Linda Grover; worked to note Global Family Day; at 76
WASHINGTON - Linda Grover, 76, who devoted more than 10 years to establishing Jan. 1 as a worldwide day of peace, died last Saturday of uterine and ovarian cancer at the Washington Home and Community Hospices.
Global Family Day, recognized by Congress, the UN General Assembly, and scores of heads of state, encourages people to share meals, pledge nonviolence, and celebrate by ringing a bell or beating a drum on the first day of each year.
“We live by the rhythms of our holidays,’’ she told The Washington Post in 2002. “The quality of our holidays, or the meaning of our holidays, defines our individual cultures. And having no holiday that everyone shares means we’re all out of step.’’
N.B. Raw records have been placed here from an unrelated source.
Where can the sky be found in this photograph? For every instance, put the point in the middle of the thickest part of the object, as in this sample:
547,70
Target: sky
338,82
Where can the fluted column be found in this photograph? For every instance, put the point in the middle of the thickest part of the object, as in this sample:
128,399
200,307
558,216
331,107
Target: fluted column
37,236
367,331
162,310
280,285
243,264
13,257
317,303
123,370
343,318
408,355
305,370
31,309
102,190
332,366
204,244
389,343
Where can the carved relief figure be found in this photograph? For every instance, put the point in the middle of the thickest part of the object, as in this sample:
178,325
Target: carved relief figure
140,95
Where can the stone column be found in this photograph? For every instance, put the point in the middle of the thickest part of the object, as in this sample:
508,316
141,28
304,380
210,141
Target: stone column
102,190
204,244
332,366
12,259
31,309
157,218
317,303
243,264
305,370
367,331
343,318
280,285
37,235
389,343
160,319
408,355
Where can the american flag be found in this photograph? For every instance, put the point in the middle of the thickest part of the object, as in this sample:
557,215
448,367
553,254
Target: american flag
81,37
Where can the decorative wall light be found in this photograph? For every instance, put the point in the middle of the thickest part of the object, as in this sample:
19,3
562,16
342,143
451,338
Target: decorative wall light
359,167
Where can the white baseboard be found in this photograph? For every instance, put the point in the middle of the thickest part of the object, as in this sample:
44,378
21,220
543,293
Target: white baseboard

Hence, Global Family Day, which she conceived when her own children, growing up in the 1970s, talked about how all the people in the world would surely come together on the first day of 2000 to live in peace and harmony.
Ms. Grover wrote a utopian novel, “Tree Island’’ (1995), on the topic and organized a 1998 meeting in Oregon’s Cascade Mountains of 50 millennium groups. At the same time, schoolchildren around the world began to agitate for a global day of nonviolence and no hunger. A children’s book by Steve Diamond and Robert Silverstein, “One Day in Peace, January 1, 2000,’’ also appeared in 22 languages.
Ms. Grover - whose background included stints as a television soap opera writer, boating magazine founder, and international caseworker - went to work in Washington, where she had once been a legislative aide and subcommittee clerk.
Six members of the House of Representatives, most prominently John Conyers Jr., Democrat of Michigan, and Dennis J. Kucinich, Democrat of Ohio, and six members of the Senate, including Paul D. Wellstone, Democrat of Minnesota, and Harry M. Reid, Democrat of Nevada, joined in 2001 and 2006 to pass a resolution recognizing the day.